Может, это было единственным, что отличало Машу от других, кроме выдуманного запашка. Теперь вот и диабет добавился.
Бой смешкам и подколкам, как ни странно, объявила учительница – она упирала один кулак, правый, в столешницу с такой силой, что дерево под ее рукой жалобно скрипело; раздувалась и краснела, кричала: как они могут быть такими жестокими, когда девочка осталась без родителей?! Как могут они, малолетние и бездушные, травить ребенка за трагедию? Разве это достойно человека? Учительница была молоденькой и несдержанной, швыряла тетрадки по всему классу, на переменах курила в окошко, но не жалела на детей ласки, и к ней тянулись и любили обнимать ее при встрече – все, кроме Маши.

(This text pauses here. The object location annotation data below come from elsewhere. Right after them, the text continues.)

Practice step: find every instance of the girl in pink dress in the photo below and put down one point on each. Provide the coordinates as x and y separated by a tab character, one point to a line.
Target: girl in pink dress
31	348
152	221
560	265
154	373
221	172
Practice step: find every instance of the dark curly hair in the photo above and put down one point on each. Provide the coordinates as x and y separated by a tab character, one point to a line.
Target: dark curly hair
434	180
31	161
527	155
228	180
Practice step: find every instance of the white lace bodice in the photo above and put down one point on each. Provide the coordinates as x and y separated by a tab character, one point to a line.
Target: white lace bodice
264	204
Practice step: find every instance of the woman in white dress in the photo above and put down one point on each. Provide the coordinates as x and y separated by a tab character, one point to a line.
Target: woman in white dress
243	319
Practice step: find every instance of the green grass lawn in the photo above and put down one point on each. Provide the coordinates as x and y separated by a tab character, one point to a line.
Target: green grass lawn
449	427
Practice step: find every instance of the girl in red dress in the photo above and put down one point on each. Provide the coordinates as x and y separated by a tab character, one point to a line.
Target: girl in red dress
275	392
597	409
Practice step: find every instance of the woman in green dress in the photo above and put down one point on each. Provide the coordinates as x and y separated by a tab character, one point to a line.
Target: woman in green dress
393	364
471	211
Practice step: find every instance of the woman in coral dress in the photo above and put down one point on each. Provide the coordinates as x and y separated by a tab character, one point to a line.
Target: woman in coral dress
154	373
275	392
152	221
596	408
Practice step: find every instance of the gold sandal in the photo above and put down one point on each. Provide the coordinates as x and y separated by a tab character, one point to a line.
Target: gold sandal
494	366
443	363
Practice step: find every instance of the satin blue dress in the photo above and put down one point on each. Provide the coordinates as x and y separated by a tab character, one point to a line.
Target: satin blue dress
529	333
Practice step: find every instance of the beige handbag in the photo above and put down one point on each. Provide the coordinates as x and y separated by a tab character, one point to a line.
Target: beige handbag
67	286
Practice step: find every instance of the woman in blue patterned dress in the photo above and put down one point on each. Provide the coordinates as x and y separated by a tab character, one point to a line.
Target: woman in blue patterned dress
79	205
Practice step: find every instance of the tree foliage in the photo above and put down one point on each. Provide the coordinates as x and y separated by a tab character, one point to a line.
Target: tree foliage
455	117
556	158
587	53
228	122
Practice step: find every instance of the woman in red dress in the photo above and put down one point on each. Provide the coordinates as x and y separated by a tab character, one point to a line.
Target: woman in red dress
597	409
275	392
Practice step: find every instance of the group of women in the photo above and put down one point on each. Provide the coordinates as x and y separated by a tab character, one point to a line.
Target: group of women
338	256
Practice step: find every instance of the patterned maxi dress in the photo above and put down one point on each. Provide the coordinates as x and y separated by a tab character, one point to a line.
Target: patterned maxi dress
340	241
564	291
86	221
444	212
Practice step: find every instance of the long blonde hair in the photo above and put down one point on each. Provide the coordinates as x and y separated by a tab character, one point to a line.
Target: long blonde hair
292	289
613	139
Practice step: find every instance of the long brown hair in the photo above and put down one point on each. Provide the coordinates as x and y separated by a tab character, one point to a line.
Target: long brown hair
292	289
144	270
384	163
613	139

Но учительница бралась именно за нее, и во время таких вот «пятиминуток человечности» что-то проступало на ее лице, неуловимо напоминающее Оксану, и крохотной Маше хотелось забиться под парту, исчезнуть, превратиться в пыль.
Потом пришла одна мама, другая, на всю школу гремели скандалы, что нельзя педагогу так вести себя с детьми, доводить их до слез, тянулись и вялые пикировки, и крики на весь этаж, но… Но к тому времени от Маши почти отстали, переключились на что-то или кого-то другого, и она выдохнула с облегчением.
И Маша исчезла из жизни класса. Так и повелось – друзей или приятелей у нее не было, и некому было позвонить после болезни, спросить про домашнее задание. Оксана и это взяла на себя, сама связывалась с учительницами и записывала четким каллиграфическим почерком упражнения в Машин дневник.
Вынужденное одиночество Маше даже понравилось.
Или, быть может, она просто слишком хорошо убедила себя в этом.
Контрольная прошла спокойно, русский худо-бедно списался на перемене, хоть вечер у Анны Ильиничны и спутал ей все карты. Приближался обед – долгожданный и пугающий. Есть к двенадцати часам хотелось страшно, она могла иногда сгрызть пресную сушку за пару часов до еды или пила воду из каждого встречного фонтанчика, но ни поварихи, ни школьная администрация, ни поставщики продуктов – никто не вспоминал про диабетиков, а поэтому обед оставался лотереей.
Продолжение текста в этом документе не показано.